Tadeusz Płużański: W Warszawie będą strzelać do Niezłomnych?

2018-06-09 5:00

Jak poinformował wiceprezes Instytutu Pamięci Narodowej prof. Krzysztof Szwagrzyk, kierowany przez niego zespół odnalazł fragmenty kości i munduru. Najprawdopodobniej są to szczątki jednego z najwybitniejszych i najbardziej legendarnych Żołnierzy Niezłomnych – kapitana Zdzisława Brońskiego ps. „Uskok”.

Tadeusz Płużański

i

Autor: Archiwum serwisu

W okresie stalinowskim, gdy Polską rządzili sowieccy okupanci i wysługujący się im zdrajcy z Bolesławem Bierutem na czele, „Uskok” i inni Żołnierze Niezłomni z bronią w ręku bronili Polski przed okupantem. „Uskok” ukochał wolność. Na tyle, że w obliczu dostania się w ręce UB wysadził się granatem w powietrze. Inni Niezłomni, jak rotmistrz Witold Pilecki, byli bici, katowani w UB-ckich kazamatach. Nie mieli nawet grobów. Dziś powoli udaje się odzyskiwać pamięć o Bohaterach. A dzięki mozolnej pracy zespołu Krzysztofa Szwagrzyka udaje się odnajdywać ich szczątki. Niestety, nie wszędzie pamięć i prawdziwa historia są przywracane. Dziś w Warszawie odbędzie się protest ludzi sprzeciwiających się temu, by w Muzeum Warszawy centralnym elementem był portret Bieruta. I nie, nie jest to wystawa poświęcona ubeckim zbrodniom, seryjnym mordercom, zbrodniarzom. Tam towarzysz Bolesław Bierut nadawałby się doskonale. Otóż nie – na wystawie w Muzeum Warszawy Bolesław Bierut czczony jest jako ten, który stolicę odbudował. Przypomnijmy, że tzw. odbudowa stolicy polegała też na zabiciu jej przedwojennego charakteru – szereg ulic, kamienic czy klimat miasta przestały istnieć. Zostały zagłuszone przez socrealizm. A głównym budynkiem stolicy stał się symbol sowieckiego zniewolenia: Pałac im. Stalina.
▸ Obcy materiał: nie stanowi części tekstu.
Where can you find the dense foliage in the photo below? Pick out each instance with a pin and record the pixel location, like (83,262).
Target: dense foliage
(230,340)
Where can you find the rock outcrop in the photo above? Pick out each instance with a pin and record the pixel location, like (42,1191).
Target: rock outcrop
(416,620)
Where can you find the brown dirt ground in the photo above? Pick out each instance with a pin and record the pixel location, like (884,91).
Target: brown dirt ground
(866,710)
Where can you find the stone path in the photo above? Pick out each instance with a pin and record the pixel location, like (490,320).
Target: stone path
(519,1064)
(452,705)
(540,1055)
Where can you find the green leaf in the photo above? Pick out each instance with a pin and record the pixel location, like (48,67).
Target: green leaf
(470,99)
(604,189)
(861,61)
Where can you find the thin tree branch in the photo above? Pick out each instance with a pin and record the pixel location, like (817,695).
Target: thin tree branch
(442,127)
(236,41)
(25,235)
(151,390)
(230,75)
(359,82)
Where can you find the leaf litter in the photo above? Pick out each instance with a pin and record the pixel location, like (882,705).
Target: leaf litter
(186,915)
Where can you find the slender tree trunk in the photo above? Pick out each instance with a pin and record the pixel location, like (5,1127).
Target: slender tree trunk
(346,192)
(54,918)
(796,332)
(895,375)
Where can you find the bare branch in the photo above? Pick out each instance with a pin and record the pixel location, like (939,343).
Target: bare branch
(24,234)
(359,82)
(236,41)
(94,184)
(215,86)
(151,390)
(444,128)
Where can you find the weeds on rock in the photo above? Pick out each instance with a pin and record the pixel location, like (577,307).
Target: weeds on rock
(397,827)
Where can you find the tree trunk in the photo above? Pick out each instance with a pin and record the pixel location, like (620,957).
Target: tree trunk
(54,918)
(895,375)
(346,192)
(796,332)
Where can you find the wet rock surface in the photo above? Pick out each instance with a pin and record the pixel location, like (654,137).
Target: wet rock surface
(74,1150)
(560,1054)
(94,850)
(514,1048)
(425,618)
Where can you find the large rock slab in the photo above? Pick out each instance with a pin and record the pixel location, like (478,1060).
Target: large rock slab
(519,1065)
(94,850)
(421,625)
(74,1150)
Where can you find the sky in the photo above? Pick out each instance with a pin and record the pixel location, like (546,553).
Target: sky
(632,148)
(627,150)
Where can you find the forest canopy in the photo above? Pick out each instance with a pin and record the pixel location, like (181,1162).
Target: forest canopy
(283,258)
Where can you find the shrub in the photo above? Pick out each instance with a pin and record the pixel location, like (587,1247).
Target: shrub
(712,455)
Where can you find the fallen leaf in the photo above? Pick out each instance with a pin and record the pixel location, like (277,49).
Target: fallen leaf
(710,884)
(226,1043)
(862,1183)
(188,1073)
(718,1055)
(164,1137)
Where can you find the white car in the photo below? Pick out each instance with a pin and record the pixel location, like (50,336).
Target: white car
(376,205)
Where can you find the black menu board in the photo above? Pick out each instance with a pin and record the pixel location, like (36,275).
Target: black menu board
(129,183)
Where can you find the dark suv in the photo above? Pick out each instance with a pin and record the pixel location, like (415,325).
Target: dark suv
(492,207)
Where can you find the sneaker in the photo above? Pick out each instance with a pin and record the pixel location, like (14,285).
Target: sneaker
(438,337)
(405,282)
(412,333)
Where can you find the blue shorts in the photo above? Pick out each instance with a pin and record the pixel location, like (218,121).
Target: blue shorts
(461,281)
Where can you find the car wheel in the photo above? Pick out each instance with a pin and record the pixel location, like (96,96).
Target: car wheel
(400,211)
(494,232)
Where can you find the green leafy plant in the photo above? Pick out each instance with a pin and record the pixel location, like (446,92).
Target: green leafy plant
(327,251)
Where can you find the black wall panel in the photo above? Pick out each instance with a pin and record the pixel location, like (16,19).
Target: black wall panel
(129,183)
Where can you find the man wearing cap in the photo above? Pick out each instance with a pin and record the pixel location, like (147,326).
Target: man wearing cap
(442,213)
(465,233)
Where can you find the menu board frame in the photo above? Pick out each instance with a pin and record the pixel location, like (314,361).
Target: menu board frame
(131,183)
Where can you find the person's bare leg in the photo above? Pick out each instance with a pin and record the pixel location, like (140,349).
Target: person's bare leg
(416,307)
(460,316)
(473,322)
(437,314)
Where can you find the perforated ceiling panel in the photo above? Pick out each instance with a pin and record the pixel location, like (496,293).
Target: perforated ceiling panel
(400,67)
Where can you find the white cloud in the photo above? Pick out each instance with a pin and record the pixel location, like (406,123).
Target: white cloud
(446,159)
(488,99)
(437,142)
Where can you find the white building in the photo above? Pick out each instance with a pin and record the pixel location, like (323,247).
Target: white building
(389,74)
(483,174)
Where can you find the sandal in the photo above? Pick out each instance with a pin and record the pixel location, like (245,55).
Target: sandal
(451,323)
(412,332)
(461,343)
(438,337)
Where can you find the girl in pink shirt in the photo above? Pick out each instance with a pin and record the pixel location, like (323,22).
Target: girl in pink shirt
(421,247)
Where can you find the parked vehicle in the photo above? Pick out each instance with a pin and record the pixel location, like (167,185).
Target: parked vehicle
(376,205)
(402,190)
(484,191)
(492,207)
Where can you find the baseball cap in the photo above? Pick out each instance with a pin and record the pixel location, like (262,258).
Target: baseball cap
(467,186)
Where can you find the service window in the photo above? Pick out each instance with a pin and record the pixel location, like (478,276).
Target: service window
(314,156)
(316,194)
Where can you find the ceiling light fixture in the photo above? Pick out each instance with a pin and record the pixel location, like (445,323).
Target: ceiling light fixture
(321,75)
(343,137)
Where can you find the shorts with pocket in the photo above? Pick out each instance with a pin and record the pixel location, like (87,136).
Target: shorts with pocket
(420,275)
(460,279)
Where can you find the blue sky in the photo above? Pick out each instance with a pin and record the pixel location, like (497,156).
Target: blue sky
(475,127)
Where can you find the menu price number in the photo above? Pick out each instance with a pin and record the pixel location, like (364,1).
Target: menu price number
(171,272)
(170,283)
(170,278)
Ale Bierut to nie tylko tzw. odbudowa. To także symbol zdrady Polski, wprowadzenia do kraju okupantów. Utrzymanie władzy na cudzych bagnetach. A przede wszystkim symbol krwawych zbrodni, śmierci, cierpienia i łez tysięcy ludzi. Zniewolenia, upodlenia i nędzy całego narodu. Postać Bieruta z warszawskiego muzeum powinna zniknąć. No chyba, że dla władz stolicy ubecki zbrodniarz ważniejszy jest niż bohaterowie tacy, jak kapitan Zdzisław Broński „Uskok”. Czy znów będą strzelać do Niezłomnych?